Brooke, Stopford Augustus
BROOKE, STOPFORD AUGUSTUS: English
Unitarian; b. at Letterkenny (16 m. s.w. of Londonderry),
County Donegal, Nov. 14, 1832. He
was educated at Trinity College, Dublin (B.A.,
1856), and was ordained priest in the Church of
England in 1857. He was successively curate of
St. Matthew's, Marylebone (1857–59) and Kensington
Church (1860–63). He was then chaplain
to the princess royal, Berlin (1863–65), and after
his return to England was minister of St. James's
Chapel, York Street (1866–75), and of Bedford
Chapel (1876–94), He was appointed chaplain
to the queen in 1872, but in 1880 he withdrew
from the Church of England, finding himself unable
to accept the orthodox teaching concerning miracles.

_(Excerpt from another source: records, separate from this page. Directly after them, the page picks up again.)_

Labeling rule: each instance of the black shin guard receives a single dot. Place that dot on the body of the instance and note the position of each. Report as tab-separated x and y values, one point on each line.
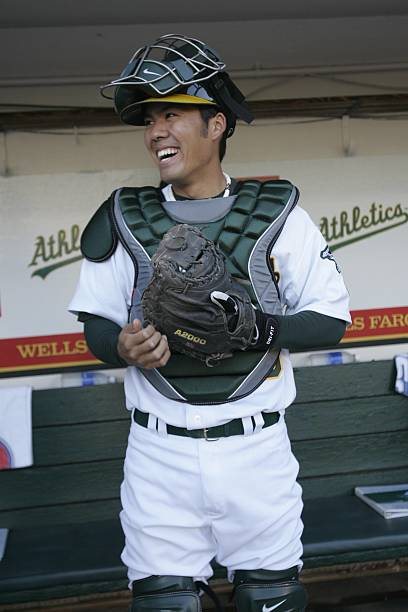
269	591
157	593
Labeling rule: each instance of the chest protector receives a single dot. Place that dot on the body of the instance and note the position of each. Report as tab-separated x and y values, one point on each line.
245	227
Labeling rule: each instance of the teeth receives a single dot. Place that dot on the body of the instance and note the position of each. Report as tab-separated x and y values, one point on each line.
166	152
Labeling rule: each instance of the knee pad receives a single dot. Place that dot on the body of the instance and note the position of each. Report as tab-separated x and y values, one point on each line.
159	593
269	591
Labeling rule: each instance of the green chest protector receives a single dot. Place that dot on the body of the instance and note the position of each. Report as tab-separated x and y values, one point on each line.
245	227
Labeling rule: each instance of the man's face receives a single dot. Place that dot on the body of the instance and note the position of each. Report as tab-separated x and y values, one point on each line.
178	142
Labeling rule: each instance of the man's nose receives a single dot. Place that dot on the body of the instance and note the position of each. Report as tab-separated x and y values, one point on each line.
159	129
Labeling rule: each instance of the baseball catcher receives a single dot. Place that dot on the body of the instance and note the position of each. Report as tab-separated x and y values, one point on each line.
209	472
193	300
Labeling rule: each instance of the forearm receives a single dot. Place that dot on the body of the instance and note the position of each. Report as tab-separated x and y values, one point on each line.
302	331
102	338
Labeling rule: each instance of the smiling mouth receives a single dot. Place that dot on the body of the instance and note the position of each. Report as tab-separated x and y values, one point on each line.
166	155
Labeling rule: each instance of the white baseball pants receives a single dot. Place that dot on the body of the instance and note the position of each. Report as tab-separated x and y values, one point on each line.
187	501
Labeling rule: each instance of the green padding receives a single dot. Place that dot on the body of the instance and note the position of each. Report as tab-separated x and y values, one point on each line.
198	389
180	366
199	386
99	240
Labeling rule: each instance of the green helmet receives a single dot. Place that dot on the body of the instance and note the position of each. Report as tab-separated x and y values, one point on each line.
180	70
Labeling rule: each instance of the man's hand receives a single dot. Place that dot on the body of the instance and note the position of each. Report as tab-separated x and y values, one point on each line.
143	347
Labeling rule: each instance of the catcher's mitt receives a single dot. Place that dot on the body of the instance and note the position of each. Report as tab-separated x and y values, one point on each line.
193	299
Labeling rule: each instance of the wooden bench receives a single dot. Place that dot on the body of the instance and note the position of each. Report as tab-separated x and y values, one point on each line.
348	428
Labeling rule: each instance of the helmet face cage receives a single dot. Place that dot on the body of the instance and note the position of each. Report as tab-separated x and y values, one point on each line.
176	64
171	62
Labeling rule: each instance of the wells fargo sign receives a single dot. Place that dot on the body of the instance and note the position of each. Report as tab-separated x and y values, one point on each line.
44	353
378	325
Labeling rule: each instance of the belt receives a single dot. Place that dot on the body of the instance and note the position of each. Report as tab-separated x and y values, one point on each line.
232	428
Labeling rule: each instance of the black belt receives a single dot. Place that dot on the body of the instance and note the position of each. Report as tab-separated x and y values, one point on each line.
232	428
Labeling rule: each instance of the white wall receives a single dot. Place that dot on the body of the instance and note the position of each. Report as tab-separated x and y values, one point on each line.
52	178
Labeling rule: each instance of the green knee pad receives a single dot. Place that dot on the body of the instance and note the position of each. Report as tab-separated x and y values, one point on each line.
158	593
269	591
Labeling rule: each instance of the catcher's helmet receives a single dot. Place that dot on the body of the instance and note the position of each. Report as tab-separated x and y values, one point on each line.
180	70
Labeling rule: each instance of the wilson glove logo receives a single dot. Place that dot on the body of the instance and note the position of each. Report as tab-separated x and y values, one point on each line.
190	337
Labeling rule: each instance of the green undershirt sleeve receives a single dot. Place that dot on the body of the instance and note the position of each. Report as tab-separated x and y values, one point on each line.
302	331
307	330
102	337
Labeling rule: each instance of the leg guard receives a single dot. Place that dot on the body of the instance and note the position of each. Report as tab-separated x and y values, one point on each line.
267	591
158	593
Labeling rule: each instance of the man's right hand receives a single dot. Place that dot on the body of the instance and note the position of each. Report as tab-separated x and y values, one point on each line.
143	347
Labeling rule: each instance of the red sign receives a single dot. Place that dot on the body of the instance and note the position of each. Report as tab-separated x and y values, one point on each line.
44	353
35	353
376	325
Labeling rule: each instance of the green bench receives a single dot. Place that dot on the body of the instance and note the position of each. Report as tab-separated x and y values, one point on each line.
348	428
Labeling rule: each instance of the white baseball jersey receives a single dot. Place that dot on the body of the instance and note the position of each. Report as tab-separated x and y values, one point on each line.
187	501
309	279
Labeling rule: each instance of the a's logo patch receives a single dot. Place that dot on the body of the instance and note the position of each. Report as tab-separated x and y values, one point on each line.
327	254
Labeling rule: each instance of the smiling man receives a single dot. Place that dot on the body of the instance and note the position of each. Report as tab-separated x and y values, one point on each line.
209	473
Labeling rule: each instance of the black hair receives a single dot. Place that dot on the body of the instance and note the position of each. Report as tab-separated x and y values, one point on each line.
207	112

Among his writings special mention may be made
of the following: Life and Letters of the late Frederick
W. Robertson (2 vols., London, 1865); Freedom
in the Church of England (1871); Sermons
(1868–77); Theology in the English Poets (1874);
A Fight of Faith (1877); Spirit of the Christian
Life (1881); Unity of God and Man (1886); The
Early Life of Jesus (1887); History of Early English
Literature (1892); Short Sermons (1892);
History of English Literature (1894); Study of
Tennyson (1894); God and Christ (1894); Jesus
and Modern Thought (1894); Old Testament and
Modern Life (1896); The Gospel of Joy (1898);
and Poetry of Robert Browning (1902).